Aydın Tiryaki and Gemin AI (2026)
In an era where Artificial Intelligence (AI) claims to solve complex equations, create masterpieces, and master human languages, a simple experiment I conducted recently revealed a sobering “loss of prestige.” This is a story about how these massive systems can struggle with a 32-year-old technology whose standards have been millimetrically defined since 1994: the QR Code. This trial highlights not only a failure in reading data but also a fundamental crisis in technical generation.
An Experimental Observation: Three Models, Three Different Outcomes
The experiment began by giving the three most popular AI models (ChatGPT, Gemini, and Claude) the same task: “Generate a functional QR code for the address http://www.metu.edu.tr.” The results exposed the deep chasm between “probabilistic guessing” and “technical certainty.”
1. ChatGPT and Gemini: The “Artist” Trap
When asked for a QR code, ChatGPT and Gemini behaved like “artists” rather than “engineers.” ChatGPT drew a visual illusion that looked like a QR code but contained no internal data. Gemini went even further; despite multiple attempts, it failed to produce a single functional code. Every image generated was treated as a “meaningless pattern” by smartphone cameras. This is because QR codes are not artistic drawings; they are precise mathematical data matrices.
2. Claude: The Engineering Success
Amidst this landscape of failure, Claude emerged as the model that managed the process correctly. Unlike the others, Claude did not attempt to “imagine” or “draw” the code. Instead, it operated an algorithm in the background, placing pixels with mathematical precision. As a result, the code provided by Claude was instantly recognized by smartphone cameras and successfully redirected to the university’s website. This was the sole example of success, demonstrating what happens when a system operates with a “coding” discipline rather than “guessing.”
3. A Grave Error in Reading: The Confident Lie (Hallucination)
The most thought-provoking moment of the trial occurred with Gemini. When I asked Gemini to analyze the broken, nonsensical image generated by ChatGPT, the model did not say “I cannot read this” or “This image is corrupted.” Instead, it produced a “hallucination.” It claimed to read data that did not exist, confidently stating that the address in the broken code was “https://www.google.com/search?q=chatgpt.com.” This is the most somber and prestige-damaging example of AI’s tendency to tell a “plausible lie” rather than admitting ignorance.
A 32-Year-Old Standard: The Birth and Structure of QR Codes
The reason this double failure is so striking is that QR code technology was solved and universalized over three decades ago.
- History: The QR code (Quick Response) was invented in 1994 by the Japanese firm Denso Wave, a subsidiary of Toyota. Originally developed to track automobile parts during production, it has become a global communication bridge over the last 32 years.
- Mathematical Perfection: A QR code stores data on both horizontal and vertical planes. Thanks to “Error Correction” blocks, it maintains its mathematical readability even if up to 30% of its surface is damaged or obscured. For an AI to attempt to mimic this structure by drawing random black-and-white squares is a clear sign of technical oversight.
Patents and Royalties: Why It Is Free for All
There are no legal barriers preventing AI from utilizing this technology correctly. When Denso Wave invented the QR code, they sent a strategic message to the world: “We will not exercise our patent rights.” This decision allowed the QR code to be standardized via ISO/IEC 18004 and become universal. Today, it can be freely generated and used by anyone without any royalties, usage fees, or patent restrictions.

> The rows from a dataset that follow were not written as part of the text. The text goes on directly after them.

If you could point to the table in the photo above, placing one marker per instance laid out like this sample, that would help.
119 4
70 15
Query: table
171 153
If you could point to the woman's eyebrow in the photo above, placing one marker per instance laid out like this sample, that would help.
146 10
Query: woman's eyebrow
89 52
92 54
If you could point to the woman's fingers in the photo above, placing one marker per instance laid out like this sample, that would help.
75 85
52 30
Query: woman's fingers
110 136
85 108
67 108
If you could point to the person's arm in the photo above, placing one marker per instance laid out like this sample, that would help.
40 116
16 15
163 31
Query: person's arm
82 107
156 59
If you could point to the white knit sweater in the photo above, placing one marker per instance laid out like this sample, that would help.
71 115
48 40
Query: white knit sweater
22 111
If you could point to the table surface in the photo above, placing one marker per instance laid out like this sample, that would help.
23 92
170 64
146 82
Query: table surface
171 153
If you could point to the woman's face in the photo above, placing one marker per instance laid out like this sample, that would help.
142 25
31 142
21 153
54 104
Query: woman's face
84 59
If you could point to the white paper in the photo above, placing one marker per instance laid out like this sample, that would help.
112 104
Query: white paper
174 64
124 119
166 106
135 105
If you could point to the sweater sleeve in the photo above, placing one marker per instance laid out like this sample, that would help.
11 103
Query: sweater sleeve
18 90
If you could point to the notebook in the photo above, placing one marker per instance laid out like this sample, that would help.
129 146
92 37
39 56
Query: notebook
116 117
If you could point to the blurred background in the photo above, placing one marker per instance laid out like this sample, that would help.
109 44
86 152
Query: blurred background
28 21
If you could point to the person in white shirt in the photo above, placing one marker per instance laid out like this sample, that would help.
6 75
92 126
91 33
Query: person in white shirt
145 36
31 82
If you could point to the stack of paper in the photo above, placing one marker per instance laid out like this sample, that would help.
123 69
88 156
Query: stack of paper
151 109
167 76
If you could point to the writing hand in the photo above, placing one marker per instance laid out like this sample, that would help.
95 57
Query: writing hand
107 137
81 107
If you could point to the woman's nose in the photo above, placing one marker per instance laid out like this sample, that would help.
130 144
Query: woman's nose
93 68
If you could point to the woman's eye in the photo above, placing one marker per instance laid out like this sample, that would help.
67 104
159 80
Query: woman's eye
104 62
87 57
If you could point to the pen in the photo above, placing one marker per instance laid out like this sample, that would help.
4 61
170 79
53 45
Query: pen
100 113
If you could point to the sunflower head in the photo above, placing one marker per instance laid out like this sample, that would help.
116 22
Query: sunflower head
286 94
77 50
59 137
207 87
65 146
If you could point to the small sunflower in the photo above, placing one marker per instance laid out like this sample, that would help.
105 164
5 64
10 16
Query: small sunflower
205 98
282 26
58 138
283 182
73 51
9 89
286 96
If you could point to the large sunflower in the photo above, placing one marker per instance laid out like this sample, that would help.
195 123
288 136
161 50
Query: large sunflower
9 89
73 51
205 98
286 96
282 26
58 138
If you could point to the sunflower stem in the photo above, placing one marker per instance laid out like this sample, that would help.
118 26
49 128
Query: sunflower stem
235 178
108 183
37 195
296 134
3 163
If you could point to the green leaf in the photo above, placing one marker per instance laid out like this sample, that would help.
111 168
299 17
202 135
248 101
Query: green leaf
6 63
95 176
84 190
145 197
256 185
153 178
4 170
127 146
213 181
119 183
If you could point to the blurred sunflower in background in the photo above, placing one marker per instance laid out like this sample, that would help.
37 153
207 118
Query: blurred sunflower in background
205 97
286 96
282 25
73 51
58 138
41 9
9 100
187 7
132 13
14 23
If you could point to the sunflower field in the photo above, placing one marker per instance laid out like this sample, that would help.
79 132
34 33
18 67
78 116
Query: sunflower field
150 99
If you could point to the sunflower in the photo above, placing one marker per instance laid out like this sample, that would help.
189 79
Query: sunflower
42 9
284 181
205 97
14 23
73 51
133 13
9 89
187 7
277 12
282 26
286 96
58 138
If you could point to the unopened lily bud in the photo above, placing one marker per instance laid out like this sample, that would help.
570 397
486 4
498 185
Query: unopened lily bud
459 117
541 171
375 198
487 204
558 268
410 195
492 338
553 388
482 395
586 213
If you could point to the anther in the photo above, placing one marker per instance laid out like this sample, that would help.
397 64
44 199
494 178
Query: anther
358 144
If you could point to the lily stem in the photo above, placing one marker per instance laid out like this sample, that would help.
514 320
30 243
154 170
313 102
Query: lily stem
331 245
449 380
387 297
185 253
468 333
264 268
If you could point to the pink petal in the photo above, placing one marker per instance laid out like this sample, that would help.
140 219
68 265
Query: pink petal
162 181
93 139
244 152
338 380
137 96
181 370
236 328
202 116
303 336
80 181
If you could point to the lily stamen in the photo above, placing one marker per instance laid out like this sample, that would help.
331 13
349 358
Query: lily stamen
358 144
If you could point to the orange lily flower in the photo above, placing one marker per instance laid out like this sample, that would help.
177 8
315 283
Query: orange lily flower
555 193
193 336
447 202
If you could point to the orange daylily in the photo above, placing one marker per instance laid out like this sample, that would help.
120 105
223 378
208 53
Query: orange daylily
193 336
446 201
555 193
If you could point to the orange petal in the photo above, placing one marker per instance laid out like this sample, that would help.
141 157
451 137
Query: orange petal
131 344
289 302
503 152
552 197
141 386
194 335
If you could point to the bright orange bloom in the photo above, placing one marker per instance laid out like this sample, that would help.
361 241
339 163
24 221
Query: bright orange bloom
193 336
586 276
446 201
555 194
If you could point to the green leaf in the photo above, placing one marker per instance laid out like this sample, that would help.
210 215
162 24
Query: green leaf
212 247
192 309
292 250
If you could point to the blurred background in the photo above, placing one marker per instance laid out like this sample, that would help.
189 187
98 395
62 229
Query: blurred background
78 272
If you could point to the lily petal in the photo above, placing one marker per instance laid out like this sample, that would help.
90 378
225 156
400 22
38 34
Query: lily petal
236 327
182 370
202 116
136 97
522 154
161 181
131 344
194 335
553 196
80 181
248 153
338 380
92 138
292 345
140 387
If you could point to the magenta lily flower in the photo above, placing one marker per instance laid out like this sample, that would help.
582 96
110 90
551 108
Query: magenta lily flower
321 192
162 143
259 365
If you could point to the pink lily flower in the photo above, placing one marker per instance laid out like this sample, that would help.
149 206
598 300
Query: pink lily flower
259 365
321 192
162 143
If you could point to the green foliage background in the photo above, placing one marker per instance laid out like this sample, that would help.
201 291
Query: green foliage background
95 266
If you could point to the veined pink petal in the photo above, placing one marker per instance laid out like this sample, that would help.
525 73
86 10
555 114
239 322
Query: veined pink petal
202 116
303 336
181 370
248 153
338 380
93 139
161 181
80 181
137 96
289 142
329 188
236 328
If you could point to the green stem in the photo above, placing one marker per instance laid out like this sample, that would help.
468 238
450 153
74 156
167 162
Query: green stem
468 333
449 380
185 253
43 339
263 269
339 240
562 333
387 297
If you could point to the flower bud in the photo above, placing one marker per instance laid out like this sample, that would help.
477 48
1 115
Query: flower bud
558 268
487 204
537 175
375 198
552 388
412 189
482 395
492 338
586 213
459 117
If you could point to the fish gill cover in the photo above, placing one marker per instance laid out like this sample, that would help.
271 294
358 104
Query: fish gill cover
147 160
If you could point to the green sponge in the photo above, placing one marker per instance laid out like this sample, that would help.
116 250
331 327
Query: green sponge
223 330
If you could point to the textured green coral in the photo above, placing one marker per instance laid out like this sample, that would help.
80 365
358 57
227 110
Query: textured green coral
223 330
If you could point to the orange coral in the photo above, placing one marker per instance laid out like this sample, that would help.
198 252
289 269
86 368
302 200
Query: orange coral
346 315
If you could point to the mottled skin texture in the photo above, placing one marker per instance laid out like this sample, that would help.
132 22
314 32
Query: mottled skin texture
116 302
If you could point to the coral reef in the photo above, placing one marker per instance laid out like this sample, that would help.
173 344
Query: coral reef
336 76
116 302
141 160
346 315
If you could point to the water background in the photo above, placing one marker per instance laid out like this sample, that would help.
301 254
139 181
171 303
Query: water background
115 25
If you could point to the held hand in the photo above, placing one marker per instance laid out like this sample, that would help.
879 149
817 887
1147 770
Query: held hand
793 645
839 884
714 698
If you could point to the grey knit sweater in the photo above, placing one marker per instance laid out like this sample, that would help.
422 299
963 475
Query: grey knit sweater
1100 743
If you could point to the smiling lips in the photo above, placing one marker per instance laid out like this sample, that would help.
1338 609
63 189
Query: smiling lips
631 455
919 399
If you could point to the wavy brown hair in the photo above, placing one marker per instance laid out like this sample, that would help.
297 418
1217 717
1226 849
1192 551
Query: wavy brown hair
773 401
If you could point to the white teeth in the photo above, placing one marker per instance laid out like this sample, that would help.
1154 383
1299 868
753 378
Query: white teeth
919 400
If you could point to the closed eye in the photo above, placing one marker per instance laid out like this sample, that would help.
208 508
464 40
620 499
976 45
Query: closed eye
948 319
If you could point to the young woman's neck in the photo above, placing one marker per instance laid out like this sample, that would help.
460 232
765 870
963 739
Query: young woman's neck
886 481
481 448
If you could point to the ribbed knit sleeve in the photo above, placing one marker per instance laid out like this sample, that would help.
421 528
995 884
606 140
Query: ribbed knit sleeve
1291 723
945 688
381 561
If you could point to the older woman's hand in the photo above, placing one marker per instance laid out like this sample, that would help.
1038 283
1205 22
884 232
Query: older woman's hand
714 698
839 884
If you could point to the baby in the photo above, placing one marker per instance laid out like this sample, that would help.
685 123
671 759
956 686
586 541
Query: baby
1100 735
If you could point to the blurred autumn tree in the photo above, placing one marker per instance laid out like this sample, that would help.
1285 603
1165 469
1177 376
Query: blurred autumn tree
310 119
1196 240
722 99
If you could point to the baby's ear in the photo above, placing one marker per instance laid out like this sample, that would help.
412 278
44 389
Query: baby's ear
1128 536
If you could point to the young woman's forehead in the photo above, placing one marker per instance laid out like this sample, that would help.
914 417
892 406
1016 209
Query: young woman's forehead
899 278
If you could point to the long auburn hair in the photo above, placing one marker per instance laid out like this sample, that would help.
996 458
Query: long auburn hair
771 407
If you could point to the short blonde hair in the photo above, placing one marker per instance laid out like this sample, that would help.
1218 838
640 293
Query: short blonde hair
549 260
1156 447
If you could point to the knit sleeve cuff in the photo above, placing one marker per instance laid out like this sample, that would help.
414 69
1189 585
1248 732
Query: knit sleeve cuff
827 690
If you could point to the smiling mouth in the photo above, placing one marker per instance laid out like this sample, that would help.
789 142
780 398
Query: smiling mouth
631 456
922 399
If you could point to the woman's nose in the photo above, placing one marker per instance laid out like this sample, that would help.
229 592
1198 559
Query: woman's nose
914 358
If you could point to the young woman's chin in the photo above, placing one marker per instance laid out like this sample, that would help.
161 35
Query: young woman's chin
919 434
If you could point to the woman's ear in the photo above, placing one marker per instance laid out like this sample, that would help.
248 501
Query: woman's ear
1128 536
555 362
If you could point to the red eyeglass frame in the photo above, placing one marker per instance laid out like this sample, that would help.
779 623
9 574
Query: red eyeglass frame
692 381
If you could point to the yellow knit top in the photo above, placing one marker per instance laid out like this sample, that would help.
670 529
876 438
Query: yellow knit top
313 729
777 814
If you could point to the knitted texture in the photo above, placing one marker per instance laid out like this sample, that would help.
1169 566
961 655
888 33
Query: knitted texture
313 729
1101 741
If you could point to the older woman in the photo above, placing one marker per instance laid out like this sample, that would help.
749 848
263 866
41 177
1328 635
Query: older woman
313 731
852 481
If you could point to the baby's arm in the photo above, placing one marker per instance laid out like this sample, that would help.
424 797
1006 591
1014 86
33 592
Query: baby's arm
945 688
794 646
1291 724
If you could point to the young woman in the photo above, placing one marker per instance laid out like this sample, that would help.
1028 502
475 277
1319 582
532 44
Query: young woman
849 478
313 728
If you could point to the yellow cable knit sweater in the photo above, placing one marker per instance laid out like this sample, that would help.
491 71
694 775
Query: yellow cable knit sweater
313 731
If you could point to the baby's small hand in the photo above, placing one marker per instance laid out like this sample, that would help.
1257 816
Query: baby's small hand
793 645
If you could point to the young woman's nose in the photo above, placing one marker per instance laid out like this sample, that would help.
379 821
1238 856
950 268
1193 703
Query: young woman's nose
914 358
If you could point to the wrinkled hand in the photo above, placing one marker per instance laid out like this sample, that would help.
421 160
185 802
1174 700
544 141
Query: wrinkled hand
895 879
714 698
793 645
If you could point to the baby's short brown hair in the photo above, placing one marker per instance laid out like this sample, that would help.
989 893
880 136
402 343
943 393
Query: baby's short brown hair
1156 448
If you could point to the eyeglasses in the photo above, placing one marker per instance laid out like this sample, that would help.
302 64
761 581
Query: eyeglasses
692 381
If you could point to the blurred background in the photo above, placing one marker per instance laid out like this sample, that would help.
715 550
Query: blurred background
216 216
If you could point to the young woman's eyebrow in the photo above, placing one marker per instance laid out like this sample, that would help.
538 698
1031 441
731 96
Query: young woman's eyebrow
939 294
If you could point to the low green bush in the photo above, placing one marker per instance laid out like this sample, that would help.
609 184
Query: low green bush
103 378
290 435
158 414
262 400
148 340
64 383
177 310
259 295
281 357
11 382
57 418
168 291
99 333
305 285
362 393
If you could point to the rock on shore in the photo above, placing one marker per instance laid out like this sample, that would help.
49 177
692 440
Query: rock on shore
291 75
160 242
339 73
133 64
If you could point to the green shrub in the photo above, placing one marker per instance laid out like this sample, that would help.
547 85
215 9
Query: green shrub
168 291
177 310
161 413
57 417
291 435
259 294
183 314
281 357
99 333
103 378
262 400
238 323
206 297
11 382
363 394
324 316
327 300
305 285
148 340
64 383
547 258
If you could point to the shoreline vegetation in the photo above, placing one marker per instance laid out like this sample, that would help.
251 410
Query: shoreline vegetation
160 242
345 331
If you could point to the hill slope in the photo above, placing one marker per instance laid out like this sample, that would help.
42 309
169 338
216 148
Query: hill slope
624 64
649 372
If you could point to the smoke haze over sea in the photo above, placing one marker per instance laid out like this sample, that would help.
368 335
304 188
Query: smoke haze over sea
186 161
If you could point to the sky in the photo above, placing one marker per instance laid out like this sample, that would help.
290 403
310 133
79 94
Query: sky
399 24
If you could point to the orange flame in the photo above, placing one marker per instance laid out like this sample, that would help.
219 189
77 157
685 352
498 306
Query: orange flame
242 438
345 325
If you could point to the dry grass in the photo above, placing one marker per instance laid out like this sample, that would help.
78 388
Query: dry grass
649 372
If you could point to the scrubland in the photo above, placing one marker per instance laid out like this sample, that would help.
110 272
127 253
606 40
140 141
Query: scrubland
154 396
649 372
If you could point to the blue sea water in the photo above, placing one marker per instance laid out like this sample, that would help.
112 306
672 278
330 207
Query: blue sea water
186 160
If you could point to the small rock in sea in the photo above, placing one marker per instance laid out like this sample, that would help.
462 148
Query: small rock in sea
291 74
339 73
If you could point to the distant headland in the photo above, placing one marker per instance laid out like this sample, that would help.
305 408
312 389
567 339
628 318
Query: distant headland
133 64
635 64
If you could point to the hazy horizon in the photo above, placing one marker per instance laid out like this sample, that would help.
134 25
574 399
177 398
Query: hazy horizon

The Solution: “Don’t Draw, Code!”
The primary reason AI failed this simple test is the attempt to solve a deterministic (fixed-result) task through probabilistic guessing (visual generation). The clearest takeaway from this experiment is this:
An AI should never guess a QR code visually. Instead, it must prepare a Python script in the background and execute it like a calculator to present the user with a mathematically perfect visual output. For AI to gain the trust of the technical world, it must put down the “artist’s brush” and pick up the “coder’s pen.” Claude’s success in this process stemmed exactly from adopting this algorithmic approach.
Conclusion
The AI’s trial with the QR code resulted in a double failure: an inability to generate (with the exception of Claude) and a tendency to “hallucinate” when reading corrupted data. This situation shows us that no matter how “intelligent” a system appears, it remains unreliable unless it adheres to fundamental technical standards and mathematical reality. If AI is to truly be a “helper,” it must learn to present what is “correct” rather than what merely “looks correct.”
A Note on Methods and Tools: All observations, ideas, and solution proposals in this study are the author’s own. AI was utilized as an information source for researching and compiling relevant topics strictly based on the author’s inquiries, requests, and directions; additionally, it provided writing assistance during the drafting process. (The research-based compilation and English writing process of this text were supported by AI as a specialized assistant.)